The law of fractionalization and division in mortgage services further worsened the problem. With heightened structuring and regulations following the failure of the aforementioned banks, the originate-to-distribute model failed as banks governed by federal agencies became more particular and skeptical about giving loans.
The immediate aftermath of the Crisis: Sparking the American revolution
After the crisis, a dramatic rise in the number of bankruptcies was observed: the average number of bankruptcies in London was 310 from 1764–71, but the number rose to 484 in 1772 and 556 in 1773. Banks that were deeply involved in speculation endured hard times during the crisis. The East India Company bore heavy losses and its stock price fell significantly. As Dutch banking houses had invested extensively in the stock of the East India Company, they suffered the loss along with the other shareholders. After the crisis, the flexibility and resilience that the system previously exhibited most notably in 1756 and 1763 had substantially diminished. Thus on one hand where there were macroprudential motivations for Scotland's largest bank to lobby for regulatory intervention, the unintended second and third-order effects were no less on account of some noble intentions.

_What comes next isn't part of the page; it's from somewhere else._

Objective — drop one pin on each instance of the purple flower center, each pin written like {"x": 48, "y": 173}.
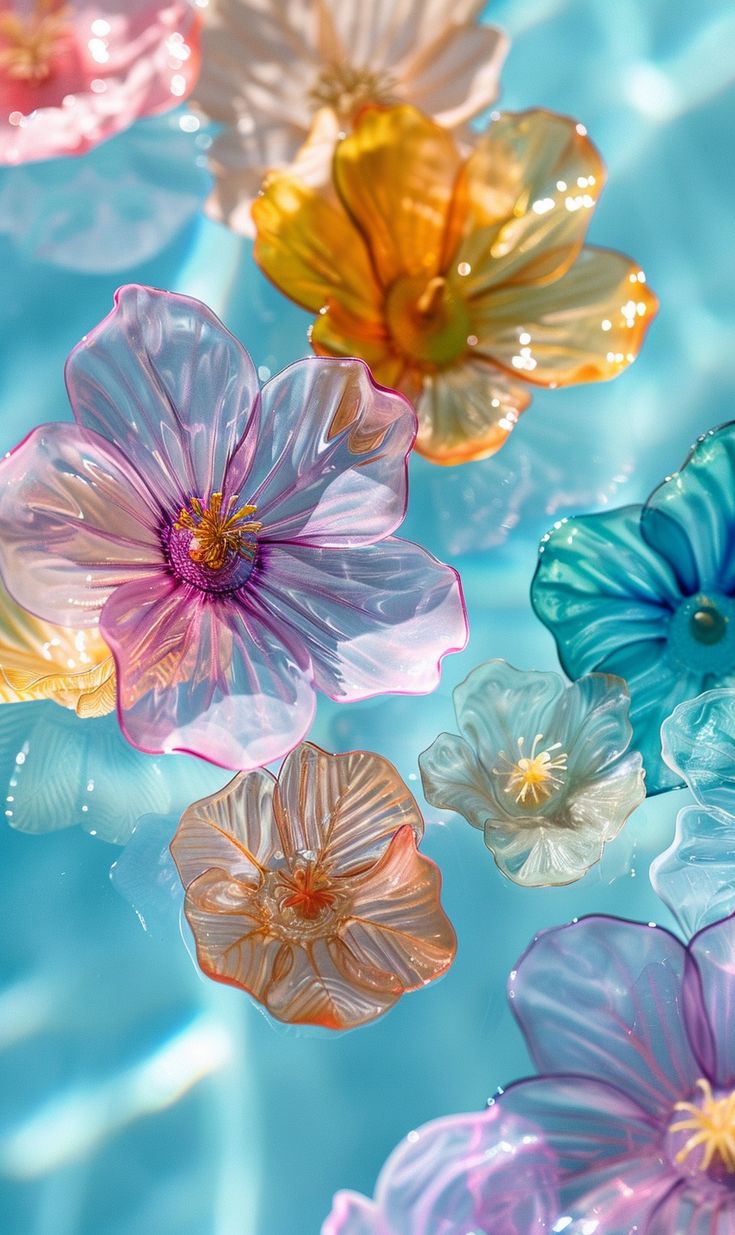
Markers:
{"x": 213, "y": 546}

After the outbreak of the crisis, British merchants urgently called for repayment of debt and American planters faced the serious problem of how to pay the debt for several reasons. First, because of the economic boom before the crisis, planters were not prepared for large-scale debt liquidation thus leading to equivocal liquidity maintenance. As the credit system broke down, bills of exchange were rejected, not trusted upon, and almost all heavy gold was sent to Britain. Second, without the support of the credit, planters were unable to continue producing and selling their goods. Since the whole market was dilapidated, the fallen price of their goods also intensified the pressure on planters. Distressed by the turn of events, this is what gave rise to what we call the modern-day "American Revolution".